Three of the troopers rode before the carriage and three behind, with pennants in the black-white-ochre colors of Capricornia snapping below the honed steel of the lanceheads, and its symbol of a stylized Desert Rose on their lacquered buffalo-hide breastplates and the round shields slung over their backs, seven white petals around a seven-pointed black center. Occasionally their sergeant would shout:
“Out of the fucking way, you bludgers!” with a strong nasal Vietnamese accent peeking out from under his impressive command of the local dialect.
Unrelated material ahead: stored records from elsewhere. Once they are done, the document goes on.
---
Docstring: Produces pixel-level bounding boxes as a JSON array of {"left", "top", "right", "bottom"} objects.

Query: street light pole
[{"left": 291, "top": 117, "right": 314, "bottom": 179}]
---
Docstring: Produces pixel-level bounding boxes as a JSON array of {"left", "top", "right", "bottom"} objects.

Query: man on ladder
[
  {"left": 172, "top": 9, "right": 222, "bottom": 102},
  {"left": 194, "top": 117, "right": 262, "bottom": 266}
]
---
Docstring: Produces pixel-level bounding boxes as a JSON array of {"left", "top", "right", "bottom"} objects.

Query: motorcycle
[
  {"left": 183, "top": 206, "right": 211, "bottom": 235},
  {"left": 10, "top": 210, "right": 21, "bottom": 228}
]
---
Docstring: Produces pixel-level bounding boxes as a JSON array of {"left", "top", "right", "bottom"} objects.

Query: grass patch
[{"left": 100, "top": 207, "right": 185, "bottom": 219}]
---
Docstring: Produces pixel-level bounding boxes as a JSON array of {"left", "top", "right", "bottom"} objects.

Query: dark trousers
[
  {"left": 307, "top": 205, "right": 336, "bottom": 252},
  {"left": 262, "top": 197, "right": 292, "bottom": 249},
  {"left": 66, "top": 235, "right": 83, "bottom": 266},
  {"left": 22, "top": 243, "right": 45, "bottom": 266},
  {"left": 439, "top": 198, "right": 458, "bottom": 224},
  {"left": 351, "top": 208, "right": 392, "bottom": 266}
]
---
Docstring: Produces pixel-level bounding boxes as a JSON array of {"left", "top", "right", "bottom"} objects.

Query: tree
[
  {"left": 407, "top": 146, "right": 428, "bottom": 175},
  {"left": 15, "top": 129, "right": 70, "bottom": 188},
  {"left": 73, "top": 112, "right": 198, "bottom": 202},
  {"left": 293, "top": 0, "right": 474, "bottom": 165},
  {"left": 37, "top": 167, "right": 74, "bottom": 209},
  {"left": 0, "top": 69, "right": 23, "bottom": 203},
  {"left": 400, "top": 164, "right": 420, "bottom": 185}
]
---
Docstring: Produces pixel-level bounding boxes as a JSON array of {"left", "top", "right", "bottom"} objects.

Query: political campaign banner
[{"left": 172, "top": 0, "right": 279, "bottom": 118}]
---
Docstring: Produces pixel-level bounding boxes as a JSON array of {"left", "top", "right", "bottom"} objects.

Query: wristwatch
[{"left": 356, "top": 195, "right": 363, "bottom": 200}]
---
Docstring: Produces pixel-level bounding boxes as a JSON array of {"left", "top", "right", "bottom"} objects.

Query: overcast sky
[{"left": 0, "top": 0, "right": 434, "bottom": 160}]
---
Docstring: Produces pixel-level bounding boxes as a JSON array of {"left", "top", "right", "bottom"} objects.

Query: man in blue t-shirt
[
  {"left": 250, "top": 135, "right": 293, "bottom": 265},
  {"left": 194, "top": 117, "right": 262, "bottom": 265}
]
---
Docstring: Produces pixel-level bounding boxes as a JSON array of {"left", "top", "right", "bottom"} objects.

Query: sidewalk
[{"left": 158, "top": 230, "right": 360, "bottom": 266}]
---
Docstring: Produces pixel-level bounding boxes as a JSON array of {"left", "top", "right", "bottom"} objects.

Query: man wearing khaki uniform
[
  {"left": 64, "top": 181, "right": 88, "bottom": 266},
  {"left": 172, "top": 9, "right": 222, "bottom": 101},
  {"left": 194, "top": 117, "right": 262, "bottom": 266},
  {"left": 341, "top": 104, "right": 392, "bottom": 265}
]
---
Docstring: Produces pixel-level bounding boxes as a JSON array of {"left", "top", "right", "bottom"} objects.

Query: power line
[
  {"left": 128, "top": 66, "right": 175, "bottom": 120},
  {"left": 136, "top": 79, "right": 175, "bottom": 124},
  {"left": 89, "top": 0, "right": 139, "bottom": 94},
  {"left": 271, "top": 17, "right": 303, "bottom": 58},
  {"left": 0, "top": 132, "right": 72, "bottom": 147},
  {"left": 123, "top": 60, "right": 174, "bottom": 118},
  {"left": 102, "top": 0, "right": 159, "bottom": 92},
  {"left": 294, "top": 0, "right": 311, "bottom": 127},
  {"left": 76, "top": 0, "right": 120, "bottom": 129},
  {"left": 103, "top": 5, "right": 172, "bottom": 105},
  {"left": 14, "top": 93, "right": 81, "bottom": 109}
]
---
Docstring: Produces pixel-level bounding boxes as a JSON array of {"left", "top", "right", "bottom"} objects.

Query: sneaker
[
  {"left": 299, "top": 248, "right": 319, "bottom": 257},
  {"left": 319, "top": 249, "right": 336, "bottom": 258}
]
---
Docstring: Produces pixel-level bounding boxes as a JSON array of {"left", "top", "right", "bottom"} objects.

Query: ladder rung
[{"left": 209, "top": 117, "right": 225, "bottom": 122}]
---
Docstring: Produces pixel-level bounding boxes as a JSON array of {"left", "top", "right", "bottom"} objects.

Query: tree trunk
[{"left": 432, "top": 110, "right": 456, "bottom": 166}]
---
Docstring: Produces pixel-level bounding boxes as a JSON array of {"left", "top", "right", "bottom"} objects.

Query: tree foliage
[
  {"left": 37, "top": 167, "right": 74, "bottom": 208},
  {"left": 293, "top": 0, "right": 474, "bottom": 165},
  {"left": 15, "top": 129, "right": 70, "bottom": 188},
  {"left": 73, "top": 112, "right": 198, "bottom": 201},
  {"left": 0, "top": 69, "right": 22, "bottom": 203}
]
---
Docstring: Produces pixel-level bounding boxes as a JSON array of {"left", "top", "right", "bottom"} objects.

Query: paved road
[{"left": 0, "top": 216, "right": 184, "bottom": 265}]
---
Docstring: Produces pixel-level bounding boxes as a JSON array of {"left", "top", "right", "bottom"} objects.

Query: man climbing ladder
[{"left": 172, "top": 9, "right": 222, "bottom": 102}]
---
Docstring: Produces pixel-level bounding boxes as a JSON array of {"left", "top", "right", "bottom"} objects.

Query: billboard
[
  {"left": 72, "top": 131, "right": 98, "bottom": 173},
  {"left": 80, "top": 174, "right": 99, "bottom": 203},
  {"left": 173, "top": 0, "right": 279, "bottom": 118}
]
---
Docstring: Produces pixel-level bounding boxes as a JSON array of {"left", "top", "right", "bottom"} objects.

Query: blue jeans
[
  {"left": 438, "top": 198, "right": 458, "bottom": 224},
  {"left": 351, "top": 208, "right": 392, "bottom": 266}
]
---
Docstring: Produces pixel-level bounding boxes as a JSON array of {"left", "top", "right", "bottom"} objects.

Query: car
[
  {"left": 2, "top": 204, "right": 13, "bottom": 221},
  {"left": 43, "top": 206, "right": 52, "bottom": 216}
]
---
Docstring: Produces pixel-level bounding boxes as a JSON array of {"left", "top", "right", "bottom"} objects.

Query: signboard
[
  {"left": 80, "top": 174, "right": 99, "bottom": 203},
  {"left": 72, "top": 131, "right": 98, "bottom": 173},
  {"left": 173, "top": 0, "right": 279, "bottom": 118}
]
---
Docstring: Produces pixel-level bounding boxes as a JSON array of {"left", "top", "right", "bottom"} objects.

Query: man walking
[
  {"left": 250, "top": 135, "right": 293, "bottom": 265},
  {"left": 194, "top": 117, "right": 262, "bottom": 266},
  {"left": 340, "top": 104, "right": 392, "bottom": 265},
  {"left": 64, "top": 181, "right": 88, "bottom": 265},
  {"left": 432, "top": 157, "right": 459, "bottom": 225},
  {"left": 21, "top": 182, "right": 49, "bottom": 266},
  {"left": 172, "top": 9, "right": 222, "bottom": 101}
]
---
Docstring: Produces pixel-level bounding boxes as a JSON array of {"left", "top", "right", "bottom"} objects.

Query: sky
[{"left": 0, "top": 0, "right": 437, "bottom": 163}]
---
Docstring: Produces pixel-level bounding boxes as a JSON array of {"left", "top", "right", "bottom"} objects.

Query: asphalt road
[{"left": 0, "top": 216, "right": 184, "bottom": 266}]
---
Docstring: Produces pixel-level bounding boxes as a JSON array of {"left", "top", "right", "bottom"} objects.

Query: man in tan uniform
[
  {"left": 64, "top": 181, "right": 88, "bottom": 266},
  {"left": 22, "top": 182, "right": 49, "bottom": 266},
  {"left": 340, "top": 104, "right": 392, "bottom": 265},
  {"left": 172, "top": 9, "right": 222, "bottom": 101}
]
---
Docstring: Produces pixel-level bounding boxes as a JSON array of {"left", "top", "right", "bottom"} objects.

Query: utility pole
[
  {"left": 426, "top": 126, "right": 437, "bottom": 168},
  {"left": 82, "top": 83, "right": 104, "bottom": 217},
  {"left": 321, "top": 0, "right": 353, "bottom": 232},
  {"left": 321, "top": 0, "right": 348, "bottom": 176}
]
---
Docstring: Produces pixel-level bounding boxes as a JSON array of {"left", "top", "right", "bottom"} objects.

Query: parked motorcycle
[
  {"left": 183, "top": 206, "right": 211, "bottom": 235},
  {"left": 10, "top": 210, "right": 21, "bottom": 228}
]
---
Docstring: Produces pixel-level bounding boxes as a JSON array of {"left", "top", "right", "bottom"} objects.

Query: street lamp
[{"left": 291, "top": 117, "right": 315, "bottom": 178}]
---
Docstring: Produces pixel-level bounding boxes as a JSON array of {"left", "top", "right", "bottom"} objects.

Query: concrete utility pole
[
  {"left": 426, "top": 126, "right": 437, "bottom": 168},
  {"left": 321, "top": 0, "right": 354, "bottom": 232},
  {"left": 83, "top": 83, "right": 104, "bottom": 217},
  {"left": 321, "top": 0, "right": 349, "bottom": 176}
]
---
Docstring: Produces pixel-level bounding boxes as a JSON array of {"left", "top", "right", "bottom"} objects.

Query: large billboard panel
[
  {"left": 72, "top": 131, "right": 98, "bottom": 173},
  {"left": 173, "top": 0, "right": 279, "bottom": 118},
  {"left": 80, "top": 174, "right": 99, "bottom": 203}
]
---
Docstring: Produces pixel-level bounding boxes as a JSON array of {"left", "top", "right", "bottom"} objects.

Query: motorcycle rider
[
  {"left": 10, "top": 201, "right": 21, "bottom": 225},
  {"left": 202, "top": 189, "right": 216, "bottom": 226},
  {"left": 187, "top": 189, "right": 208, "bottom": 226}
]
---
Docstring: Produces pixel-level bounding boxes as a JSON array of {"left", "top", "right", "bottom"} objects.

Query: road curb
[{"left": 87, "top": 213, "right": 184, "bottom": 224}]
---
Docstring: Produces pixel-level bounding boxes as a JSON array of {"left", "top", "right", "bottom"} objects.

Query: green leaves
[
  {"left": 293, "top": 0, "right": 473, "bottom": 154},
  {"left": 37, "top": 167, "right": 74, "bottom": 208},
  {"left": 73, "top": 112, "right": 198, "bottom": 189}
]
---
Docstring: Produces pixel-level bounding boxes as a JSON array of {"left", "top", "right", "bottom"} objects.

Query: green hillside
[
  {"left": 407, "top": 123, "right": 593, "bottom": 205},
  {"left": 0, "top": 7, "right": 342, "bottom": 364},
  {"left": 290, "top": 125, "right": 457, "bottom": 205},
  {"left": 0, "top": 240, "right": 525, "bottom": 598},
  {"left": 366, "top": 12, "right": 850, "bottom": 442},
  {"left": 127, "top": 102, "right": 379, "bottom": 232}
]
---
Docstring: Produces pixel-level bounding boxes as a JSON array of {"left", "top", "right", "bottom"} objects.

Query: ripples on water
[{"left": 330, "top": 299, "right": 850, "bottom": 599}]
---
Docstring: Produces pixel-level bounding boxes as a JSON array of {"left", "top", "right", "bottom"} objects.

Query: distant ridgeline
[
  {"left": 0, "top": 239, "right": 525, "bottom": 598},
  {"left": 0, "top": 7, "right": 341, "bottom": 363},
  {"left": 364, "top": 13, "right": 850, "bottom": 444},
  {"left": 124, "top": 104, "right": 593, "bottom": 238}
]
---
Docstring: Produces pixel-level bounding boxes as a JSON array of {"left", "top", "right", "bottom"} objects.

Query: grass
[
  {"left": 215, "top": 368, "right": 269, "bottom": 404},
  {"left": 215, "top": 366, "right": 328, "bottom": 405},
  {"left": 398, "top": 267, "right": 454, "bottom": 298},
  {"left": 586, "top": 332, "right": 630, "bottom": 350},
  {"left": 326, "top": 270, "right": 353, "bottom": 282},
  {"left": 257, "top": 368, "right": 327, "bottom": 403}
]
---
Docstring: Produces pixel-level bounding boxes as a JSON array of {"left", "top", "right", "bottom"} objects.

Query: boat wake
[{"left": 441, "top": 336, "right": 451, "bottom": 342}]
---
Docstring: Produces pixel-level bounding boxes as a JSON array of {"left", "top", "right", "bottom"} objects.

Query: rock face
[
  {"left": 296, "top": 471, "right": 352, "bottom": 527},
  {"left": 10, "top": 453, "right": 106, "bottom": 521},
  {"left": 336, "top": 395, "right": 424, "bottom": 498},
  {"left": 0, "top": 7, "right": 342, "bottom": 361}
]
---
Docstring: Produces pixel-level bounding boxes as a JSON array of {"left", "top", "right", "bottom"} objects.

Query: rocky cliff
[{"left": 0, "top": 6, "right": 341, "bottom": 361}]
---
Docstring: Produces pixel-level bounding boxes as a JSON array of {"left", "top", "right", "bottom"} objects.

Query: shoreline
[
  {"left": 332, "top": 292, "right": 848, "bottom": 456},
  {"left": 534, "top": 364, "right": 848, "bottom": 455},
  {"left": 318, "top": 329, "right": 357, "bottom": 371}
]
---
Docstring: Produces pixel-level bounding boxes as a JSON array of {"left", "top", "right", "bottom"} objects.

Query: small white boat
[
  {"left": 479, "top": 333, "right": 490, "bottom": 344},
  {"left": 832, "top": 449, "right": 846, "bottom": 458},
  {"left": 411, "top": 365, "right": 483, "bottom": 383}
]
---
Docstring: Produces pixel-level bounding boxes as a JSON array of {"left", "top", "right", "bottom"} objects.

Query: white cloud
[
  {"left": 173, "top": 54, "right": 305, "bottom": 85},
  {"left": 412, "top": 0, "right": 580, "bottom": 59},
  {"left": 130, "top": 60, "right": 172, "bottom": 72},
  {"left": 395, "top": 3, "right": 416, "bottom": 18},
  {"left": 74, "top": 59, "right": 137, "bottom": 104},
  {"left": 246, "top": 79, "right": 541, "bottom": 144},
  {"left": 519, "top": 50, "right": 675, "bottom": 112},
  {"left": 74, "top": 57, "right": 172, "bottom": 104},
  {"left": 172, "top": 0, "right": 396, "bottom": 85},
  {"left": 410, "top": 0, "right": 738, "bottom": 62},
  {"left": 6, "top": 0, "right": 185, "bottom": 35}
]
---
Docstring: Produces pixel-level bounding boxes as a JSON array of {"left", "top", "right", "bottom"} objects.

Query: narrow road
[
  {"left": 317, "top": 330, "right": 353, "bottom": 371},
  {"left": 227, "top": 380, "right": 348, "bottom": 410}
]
The replies of the crowd were even less polite, when anyone bothered to reply at all. Many just waved the sergeant off with a middle-fingered salute. They were
not
a deferential peasantry, and King John regarded that as one of his greatest achievements. A bubble of space let the Royal carriage proceed, but at nothing better than a brisk walk. The crowds were thick, as always towards sunset when the heat eased up a little and people came out to finish the day’s business or make a serious start on the piss: Darwin had fifty thousand people now within the city wall, not counting transients. Which made it either the largest city on the continent or the second behind Cairns, whatever those apple-eating retards from Hobart said about the fading glories of their chilly village.
Workshops lined the street, their fronts open and samples of the merchants’ goods spilling out under awnings—knives and edged tools, bolts of cotton and wool and silk cloth in colors ranging from utilitarian khaki to glittering embroidered splendor, pottery, glasswork, leather, piles of spices in gaudy colors on wicker platters, books . . . and anything else anyone on this continent or half the one to the north thought would sell. Craftsmen and vendors bellowed or shrilled the high quality and low
prices of their wares; here and there an iron-barred shopfront and staff with cutlasses at their belts, crossed arms over muscled chests and stony faces behind their wraparound shades marked a jeweler or goldsmith or small banker.
Carts drawn by oxen, water buffalo, horses and mules fought their way past pedestrians, rickshaws and handcarts. It sounded to his old ears as though curses in a dozen different languages rode the thick, tropic air. But that was probably a few curses short of the truth. A string of snorting, spitting, stinking camels caused a bubble of chaos as it passed; there was even an elephant about the town somewhere, which some clown had trapped as a calf from one of the feral herds and tamed for heavy work. For a while the King had thought on an expedition to trap more of the giant beasts, perhaps to add a squadron to the city’s defenses, but in the end there were too many other calls on the Royal Treasury and he had always believed in meeting the enemy as far forward as possible. That meant aggressively patrolling the island chain to the north.
Not constructing a fucking heffalump zoo here in Darwin,
he harrumphed to himself.
There were certain strategic truths that even the Change had not changed. Any threat to the city or to the continent beyond had to come from or through the old Indonesian archipelago. Java and the other densely populated bits were wastelands with nothing left except ruins and Zed, but the still inhabited portions of the islands had shattered into a kaleidoscope even more patchy than Australia. Threats would always come from there, just as so much of the city’s trade and people did.
The vehicles choking the streets of the busy town were piled high with everything from sacks of Papuan coffee to salt fish from Timor, Balinese furniture, kegs of Sumatran palm oil, musky-pungent hides from as far away as Borneo and Kalimantan. The royal procession halted for a moment at an intersection blocked by a cart loaded impossibly high with reed baskets, heavy with rice from Ceram and the much prized millet of the Eyre Peninsula. The Captain of his guard detailed two of the troopers forward to encourage the merchant to get a move on. The King sipped at the dregs of his Saltie and enjoyed the thick aromas of Darwin’s famous
food carts, a heady blend of deep-frying meat, grilling fish, garlic and chilies, piles of dripping peeled mangos under gauze and bunches of bananas and a color wheel of tropical fruits, many of which remained an utter mystery to him, even after all these years.